Economie
Privatisation de Belfius :un pied dans la porte
06.02.2026
L’ouverture au privé à hauteur de 20 % du capital de Belfius s’inscrit dans la volonté du gouvernement fédéral de privatiser à terme la seule banque publique belge. Censée permettre de récupérer rapidement 2 milliards d’euros pour la Défense, l’opération apparaît comme un mauvais calcul sur le long terme.

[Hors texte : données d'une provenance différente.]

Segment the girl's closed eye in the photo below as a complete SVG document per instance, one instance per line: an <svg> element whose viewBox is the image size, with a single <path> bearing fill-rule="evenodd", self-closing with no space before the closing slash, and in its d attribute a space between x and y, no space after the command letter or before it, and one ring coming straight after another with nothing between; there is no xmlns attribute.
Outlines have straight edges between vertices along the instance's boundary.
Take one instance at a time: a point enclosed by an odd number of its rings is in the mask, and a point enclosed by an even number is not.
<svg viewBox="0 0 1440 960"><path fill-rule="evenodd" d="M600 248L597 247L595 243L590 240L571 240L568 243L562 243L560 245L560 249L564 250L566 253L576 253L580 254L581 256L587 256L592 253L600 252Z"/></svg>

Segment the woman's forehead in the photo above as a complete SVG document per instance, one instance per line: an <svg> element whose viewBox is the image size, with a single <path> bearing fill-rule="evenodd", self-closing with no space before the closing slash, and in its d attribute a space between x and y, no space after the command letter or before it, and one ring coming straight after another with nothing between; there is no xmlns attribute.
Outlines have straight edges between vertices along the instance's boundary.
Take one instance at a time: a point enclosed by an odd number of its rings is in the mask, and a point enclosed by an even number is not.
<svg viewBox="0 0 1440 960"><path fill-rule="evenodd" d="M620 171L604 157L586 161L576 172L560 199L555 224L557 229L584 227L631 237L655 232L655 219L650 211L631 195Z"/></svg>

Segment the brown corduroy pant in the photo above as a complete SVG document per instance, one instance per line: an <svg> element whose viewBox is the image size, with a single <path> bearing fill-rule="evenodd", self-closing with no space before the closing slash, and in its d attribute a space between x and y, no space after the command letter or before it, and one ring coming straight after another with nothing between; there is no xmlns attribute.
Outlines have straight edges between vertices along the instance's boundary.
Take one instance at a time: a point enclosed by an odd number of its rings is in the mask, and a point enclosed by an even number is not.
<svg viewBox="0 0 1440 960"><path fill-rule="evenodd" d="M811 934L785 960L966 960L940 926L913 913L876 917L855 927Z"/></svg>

La couleur a été annoncée dans les médias par le ministre Jambon (NVA) à la fin de cet été : Belfius, entièrement détenue par l’État belge via la Société Fédérale de Participations et d’Investissement (SFPIM), devra mettre en vente 20 à 25 % de son capital. L’objectif ? Récupérer 4 milliards d’euros en revendant également des participations dans BNP Paribas : 3 milliards seraient destinés au budget de l’armée et le reste à un nouveau fonds de Défense. Ce dernier servirait surtout à des investissements étatiques dans des entreprises militaires.
Quelle rentabilité ?
Peut-on pour autant qualifier de rentable la vente annoncée des parts de Belfius ? Probablement pas si l’on tient compte du montant des recettes dont l’État belge se priverait dans les années à venir. Belfius, qui a repris les activités belges de la banque internationale Dexia, réalise des profits et distribue des dividendes qui sont désormais des recettes pour l’État fédéral.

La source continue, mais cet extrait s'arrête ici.